Today’s post is more personal than most. It is a story about my son, Brandon, and holds an important lesson for each of us.
As you may recall from an audio post I made to my blog last year, Resilience Is Critical When Facing Challenge, Brandon is adopted. I first met Brandon when he was 15 years old. He reached out to request an interview for a photography project he was doing in school. He had to write the biography of his favorite photographer and, he told me, “I Googled gay photographers, and you’re my favorite.”
During the course of the interview Brandon learned a bit about me, and I learned a bit about him. Most importantly, I learned that he was living in an abusive home environment, and attending a school where he was getting assaulted on a regular basis. Moreover, he didn’t have an adult figure in his life that he could turn to for guidance, and whom he could trust. I offered him the opportunity to stay in touch, and he accepted.
As time went on, I learned that at home Brandon was told that because he is gay, he would never amount to anything, that he would end up living on the streets. School was not much better. Students would stand outside in the morning, praying for him. A teacher once asked whether he was ever going to “get better.” And he was told he would end up as a hairdresser or florist.
When I first began talking with Brandon about his future, he was already committed to moving beyond the “guidance” he was receiving from others; he had identified a one-year photography trade school that he hoped to attend. As a sometime photographer who knows how difficult it is to make a living that way, I encouraged him to think in terms of “both/and.” What would he like to study in addition to photography?
By the time Brandon graduated high school, he had been thrown out of his home, and I had taken him in. He had been accepted into a five year BA/BFA program at The New School in New York City, with plans to major in psychology (BA) and photography (BFA). Midway through his sophomore year, he made the decision to discontinue the photography major, and focus fully on psychology.
The next year he applied for, and was admitted to, a BA/MA program. This program allowed him to take graduate-level courses his junior and senior years, and granted him provisional admission to continue on for his masters degree without going through the traditional GRE and admissions process. His senior year courses would also be credited toward his MA. This fall, Brandon was notified that he was admitted to graduate school at The New School. Last month he completed his BA; while he doesn’t yet have all of his grades for the semester, his final undergraduate GPA will be in the vicinity of 3.9. At the end of this month he begins his final year of the MA program, majoring in Mental Health and Substance Abuse Counseling. And, over the winter break, he has begun training as a professional mediator.
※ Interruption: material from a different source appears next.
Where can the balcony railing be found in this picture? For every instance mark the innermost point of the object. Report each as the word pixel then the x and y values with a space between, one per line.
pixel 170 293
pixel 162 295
The journey has not been easy for Brandon. If he had believed in the future that others predicted for him, he may never have even reached out to me. But he shut out those voices in favor of his own. And, despite the negativity of so many people in the first eighteen years of his life, Brandon is creating a positive future for himself…one in which he will be helping others to believe in themselves as well.
Brandon hadn’t heard this quote of Henry Ford’s until well along in his journey. Nonetheless, he has shown us all how true it is. “If you think you can do a thing, or you think you can’t, you are right.”
As you move through the challenges of the new year, think you can!